Almost all the toothing planes I own have had years of hard use, and the bottoms of the planes are worn, which opens the throat. Unlike smoothing or bench planes, the throat clearance has little effect on toothing planes. Since the blade does not remove a shaving, there is no effect of a large throat or benefit of a small throat. The teeth just scrape the surface at a very steep angle.

In fact, if the angle of the blade is shallow, like a smooth plane, the teeth do not work. They dig in and pull up wood unevenly, and will break off. They need to be almost vertical to work and set very shallow. Just lightly scrape the surface.

I hope this answers your question. Unfortunately, the proper use of toothing planes is almost lost these days, except among luthiers.

Anonymous said...

What I am referring to is the grind angle of the iron which will affect the the depth of the toothing. In other words a plane bedded at 80 degrees and an iron sharpened at 30 degrees would have toothing deeper than the same plane but iron sharpened at 65 degrees. With the iron in the plane, the clearance angle I am referring to is the angle formed from between the sole and the bevel of the iron.

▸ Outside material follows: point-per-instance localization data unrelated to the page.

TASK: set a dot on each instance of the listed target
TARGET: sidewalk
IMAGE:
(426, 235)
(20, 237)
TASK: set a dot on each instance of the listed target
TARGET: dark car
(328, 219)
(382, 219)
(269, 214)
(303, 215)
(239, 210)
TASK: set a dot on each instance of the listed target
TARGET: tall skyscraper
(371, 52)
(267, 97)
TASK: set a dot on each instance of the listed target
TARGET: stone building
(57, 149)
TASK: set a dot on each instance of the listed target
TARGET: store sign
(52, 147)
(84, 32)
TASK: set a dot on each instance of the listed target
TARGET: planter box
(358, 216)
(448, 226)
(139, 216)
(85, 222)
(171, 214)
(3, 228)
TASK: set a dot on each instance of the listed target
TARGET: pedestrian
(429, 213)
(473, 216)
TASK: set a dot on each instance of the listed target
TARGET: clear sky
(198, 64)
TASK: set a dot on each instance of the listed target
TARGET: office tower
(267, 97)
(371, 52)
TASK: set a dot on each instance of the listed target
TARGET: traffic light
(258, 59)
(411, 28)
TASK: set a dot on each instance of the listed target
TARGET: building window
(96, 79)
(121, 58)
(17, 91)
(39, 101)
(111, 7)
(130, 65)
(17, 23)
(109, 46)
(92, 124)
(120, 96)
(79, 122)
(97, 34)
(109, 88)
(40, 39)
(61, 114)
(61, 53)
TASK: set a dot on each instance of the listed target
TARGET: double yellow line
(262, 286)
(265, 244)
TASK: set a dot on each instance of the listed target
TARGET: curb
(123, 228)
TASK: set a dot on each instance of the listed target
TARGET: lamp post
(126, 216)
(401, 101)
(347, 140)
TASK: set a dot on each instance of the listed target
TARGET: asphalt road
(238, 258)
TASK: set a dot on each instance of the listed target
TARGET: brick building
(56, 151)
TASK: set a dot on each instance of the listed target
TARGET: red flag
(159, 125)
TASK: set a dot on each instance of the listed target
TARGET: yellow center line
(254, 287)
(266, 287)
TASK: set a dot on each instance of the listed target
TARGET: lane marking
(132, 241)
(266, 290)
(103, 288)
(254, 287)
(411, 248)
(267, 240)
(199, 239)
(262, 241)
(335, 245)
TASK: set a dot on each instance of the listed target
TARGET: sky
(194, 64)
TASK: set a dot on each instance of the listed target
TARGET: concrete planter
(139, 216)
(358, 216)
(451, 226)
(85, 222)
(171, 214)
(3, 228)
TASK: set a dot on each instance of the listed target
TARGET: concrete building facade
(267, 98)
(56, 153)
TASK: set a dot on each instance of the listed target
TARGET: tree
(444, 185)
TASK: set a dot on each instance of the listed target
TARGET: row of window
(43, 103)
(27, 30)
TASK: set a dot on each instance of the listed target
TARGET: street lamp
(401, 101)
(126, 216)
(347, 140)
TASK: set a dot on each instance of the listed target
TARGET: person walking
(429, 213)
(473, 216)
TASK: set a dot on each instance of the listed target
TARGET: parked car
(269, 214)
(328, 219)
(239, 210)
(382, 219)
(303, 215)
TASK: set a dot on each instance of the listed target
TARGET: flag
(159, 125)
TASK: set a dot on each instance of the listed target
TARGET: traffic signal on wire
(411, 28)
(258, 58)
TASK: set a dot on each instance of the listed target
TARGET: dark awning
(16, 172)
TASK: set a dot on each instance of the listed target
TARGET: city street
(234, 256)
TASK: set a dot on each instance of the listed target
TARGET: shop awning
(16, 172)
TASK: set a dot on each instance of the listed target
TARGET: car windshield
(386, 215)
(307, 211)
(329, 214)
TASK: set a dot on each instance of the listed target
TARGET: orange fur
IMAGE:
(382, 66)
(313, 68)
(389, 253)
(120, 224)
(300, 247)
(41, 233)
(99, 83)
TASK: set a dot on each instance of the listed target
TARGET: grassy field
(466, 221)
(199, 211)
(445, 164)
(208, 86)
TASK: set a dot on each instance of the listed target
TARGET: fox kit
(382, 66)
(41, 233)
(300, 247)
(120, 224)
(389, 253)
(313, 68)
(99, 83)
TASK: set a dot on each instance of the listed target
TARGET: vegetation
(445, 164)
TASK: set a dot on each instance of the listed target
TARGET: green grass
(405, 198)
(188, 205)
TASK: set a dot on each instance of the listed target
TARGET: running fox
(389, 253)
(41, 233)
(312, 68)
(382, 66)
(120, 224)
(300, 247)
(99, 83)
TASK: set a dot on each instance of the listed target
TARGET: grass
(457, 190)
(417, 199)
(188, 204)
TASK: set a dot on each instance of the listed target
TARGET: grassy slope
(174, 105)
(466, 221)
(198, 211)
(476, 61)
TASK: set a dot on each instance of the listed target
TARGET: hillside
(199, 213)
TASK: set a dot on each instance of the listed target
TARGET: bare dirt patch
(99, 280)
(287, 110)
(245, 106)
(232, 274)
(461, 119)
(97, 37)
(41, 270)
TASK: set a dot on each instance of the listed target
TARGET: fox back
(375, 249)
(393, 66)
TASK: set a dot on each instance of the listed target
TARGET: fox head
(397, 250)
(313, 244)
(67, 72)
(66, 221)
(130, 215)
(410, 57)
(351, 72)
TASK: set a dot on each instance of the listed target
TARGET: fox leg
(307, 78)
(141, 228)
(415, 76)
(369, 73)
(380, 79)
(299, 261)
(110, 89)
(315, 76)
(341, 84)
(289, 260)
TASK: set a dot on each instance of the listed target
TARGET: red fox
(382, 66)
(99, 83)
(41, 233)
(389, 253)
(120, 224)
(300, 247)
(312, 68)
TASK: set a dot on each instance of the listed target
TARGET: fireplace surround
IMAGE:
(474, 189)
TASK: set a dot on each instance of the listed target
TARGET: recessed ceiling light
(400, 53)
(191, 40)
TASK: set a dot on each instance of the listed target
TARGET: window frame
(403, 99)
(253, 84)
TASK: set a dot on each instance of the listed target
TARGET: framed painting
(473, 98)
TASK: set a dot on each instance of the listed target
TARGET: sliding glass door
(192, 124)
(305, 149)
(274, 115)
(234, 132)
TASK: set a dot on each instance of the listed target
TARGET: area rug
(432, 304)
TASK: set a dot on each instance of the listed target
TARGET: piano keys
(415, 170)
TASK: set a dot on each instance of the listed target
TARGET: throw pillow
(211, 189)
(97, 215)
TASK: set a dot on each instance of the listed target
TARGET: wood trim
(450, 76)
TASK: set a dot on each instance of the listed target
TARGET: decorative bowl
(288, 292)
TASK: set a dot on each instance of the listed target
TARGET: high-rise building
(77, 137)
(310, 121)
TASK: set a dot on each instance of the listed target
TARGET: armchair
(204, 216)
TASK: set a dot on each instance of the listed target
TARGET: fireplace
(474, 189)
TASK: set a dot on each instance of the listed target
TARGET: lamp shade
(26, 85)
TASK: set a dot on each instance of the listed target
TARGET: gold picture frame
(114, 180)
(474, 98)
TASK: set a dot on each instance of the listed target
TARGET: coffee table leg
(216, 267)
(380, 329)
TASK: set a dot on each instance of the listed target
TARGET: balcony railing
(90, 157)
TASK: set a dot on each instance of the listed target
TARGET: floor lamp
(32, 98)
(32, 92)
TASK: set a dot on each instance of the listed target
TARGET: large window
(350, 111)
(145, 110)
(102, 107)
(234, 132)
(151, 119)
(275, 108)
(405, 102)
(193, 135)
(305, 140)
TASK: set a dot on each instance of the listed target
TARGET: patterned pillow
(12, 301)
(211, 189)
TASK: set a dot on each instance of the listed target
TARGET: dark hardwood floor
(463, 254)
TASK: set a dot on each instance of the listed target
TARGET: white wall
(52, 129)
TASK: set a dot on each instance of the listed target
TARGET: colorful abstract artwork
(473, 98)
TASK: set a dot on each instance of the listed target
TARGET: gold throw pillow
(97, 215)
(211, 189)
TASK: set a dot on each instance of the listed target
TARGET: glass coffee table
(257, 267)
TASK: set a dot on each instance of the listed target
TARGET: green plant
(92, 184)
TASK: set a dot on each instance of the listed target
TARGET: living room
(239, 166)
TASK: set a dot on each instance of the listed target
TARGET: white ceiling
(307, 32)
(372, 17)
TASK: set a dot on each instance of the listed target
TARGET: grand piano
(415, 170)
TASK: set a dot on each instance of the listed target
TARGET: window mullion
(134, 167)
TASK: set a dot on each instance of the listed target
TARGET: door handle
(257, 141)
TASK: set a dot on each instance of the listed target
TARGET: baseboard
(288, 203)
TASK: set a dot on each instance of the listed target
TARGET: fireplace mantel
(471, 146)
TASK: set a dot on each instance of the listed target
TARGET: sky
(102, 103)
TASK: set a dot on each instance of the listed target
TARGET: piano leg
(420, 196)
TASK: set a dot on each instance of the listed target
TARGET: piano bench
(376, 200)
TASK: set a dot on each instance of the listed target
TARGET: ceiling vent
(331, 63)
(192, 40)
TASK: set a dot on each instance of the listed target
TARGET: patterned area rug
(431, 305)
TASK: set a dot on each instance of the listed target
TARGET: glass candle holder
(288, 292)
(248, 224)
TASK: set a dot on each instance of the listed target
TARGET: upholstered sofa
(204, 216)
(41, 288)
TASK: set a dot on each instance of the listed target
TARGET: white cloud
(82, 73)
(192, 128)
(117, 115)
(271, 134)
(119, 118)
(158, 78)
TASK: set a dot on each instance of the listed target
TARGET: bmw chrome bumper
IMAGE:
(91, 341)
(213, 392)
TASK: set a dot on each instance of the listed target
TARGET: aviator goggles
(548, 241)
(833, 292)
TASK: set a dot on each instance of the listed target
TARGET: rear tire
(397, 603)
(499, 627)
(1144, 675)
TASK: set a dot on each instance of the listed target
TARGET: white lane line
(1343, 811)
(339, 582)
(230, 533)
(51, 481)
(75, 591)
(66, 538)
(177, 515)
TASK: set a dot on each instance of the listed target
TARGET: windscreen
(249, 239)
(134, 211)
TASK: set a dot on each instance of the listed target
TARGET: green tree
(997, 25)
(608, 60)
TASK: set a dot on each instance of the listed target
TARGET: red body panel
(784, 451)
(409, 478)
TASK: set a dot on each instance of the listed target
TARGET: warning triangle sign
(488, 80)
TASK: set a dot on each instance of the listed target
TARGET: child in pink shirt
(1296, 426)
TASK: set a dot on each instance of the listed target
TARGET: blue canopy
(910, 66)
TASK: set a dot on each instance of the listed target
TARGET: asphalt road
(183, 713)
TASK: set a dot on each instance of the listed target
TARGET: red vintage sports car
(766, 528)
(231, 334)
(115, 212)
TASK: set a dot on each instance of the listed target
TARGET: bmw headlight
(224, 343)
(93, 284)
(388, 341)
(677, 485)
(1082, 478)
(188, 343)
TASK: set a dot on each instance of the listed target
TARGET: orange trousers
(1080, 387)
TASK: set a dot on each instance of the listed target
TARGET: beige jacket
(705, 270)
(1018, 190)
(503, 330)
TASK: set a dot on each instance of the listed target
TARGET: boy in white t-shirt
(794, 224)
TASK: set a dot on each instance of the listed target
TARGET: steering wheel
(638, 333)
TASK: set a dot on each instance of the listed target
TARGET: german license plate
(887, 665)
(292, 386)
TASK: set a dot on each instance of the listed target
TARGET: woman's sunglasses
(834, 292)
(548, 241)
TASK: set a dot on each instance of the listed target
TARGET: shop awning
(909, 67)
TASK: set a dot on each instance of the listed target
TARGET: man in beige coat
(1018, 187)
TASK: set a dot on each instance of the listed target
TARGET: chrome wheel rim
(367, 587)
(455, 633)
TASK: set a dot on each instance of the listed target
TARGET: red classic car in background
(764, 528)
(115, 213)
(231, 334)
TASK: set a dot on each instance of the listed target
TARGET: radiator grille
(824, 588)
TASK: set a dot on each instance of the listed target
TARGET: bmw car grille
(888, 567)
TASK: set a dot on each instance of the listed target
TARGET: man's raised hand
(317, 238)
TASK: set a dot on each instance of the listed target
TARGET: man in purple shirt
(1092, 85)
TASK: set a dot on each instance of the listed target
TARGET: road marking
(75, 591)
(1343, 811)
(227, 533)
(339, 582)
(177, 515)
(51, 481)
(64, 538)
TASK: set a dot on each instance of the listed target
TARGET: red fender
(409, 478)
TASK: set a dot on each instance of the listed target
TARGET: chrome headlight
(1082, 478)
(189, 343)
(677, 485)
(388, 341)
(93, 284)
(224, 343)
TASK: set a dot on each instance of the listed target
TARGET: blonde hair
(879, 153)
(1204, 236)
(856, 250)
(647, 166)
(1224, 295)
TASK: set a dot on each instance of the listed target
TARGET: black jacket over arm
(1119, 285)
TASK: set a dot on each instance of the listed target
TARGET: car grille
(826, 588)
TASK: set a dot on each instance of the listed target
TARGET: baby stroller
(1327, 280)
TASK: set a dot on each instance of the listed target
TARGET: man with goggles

Your answer above answered another question I had but assumed that was what it would be.



W. Patrick Edwards said...

OK, I understand you want to look at the bevel angle the blade is ground with. I can say that all the toothing blades I own, and that is several dozen, have completely different bevels. There is absolutely no common agreement, and I suspect that these irons have passed through various woodworkers with more or less understanding of their function.

It is true that grinding will destroy the temper of a toothing blade immediately. They can only be sharpened on the bevel side using a water or oil stone.

I prefer a steeper bevel than a shallow bevel. I tend to reshape irons rarely, since the length of teeth is limited on each blade. However, I find a shallow angle makes weak teeth.

Since the tips of the teeth are the only part of the iron to contact the work, they need to be supported with a steep bevel, which strengthens the tip.

Remember, the bevel has no cutting function, unlike a regular plane iron. The only reason for the bevel is to reduce the thickness of the iron at the tip.

Therefore, use a steep angle, if you have a choice.

It is important to note that the teeth are on the front of the iron and the bevel is at the back. Never sharpen the tooth side of the iron. I have seen that ruins the blade forever.

Jack Ervin said...


Thanks first for the blog and thanks for the response to my questions about toothing planes. From information gleaned here and other blogs I decided to build my own planes. Using Lie-Nielsan 212 18 & 25 tooth blades. The bodies are European beech along the coffin style of Clark & Williams of small smother that Bill Clark built for me. As I stated above the planes are bedded at 80 degrees. The information I got from above about sharpen angles was very helpful in a starting point on my journey to using these tools. The initial sharpening angle was 45 degrees and I just honed only the tooth line to the root at 65 degrees. After setting up, I am using them and now have guidelines to further tweek them as using feedback gives. I check this blog regularly an look forward to new installments. Thanks again for your sharing all that you have as it will surely help to carry on this rich tradition.